During an appearance on “The View” Thursday, the 36-year-old Oscar winner responded to the criticism.
“It’s a very marginal group of people who suffer from this,” Nyong’o said. “The thought that I would, in a way, offend them was not my intention. In my mind, I wasn’t interested in vilifying or demonizing the condition. I crafted Red with love and care. As much as it [was] in a genre-specific world, I really wanted to ground her in something that felt real.

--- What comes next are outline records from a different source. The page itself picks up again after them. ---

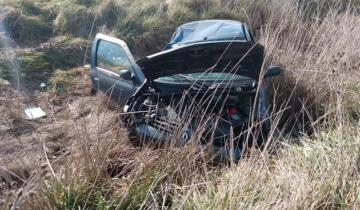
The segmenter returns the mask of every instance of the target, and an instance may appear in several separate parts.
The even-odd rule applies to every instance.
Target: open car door
[[[96,35],[91,51],[90,77],[95,90],[100,90],[125,105],[145,81],[126,43],[120,39]]]

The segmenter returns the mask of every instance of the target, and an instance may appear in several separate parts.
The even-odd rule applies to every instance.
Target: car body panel
[[[100,42],[111,43],[122,50],[130,62],[134,79],[127,80],[120,77],[120,72],[110,71],[109,69],[98,66],[98,50]],[[115,58],[113,58],[115,59]],[[136,92],[139,86],[145,81],[145,76],[137,65],[126,43],[120,39],[98,34],[94,40],[91,53],[91,72],[90,77],[93,88],[100,90],[115,99],[120,105],[125,105],[127,100]]]
[[[235,40],[188,44],[143,57],[137,63],[149,81],[198,72],[227,72],[258,79],[263,57],[263,46]]]

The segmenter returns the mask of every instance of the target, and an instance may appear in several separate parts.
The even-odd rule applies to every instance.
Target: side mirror
[[[279,66],[272,66],[270,68],[268,68],[268,70],[266,71],[264,78],[268,78],[268,77],[275,77],[280,75],[282,72],[282,69]]]
[[[124,80],[132,80],[133,79],[133,74],[128,69],[121,70],[119,72],[119,76],[120,76],[120,78],[122,78]]]

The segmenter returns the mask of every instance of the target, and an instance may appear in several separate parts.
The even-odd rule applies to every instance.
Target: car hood
[[[198,72],[235,73],[258,79],[264,47],[248,41],[216,41],[185,44],[137,61],[148,81]]]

For all that, I say sorry to anyone that I may have offended.”
Nyong’o also explained that Red’s voice was a “composite of influences,” which included laryngeal fractures, vocal cord hemorrhages and her own experiences with vocal injury.
“All of that is very hard to get into a sound bite,” the actress explained. “So … in mentioning spasmodic dysphonia I may have been disproportionate to what it actually is in the film.”
She also noted that she met with numerous people with spasmodic dysphonia while developing Red and is aware of the frustrations related to the condition and thought that “speaking up about it and mentioning it may shed light on the condition.”
“And instead people really came after you for it,” interjected co-host Sunny Hostin.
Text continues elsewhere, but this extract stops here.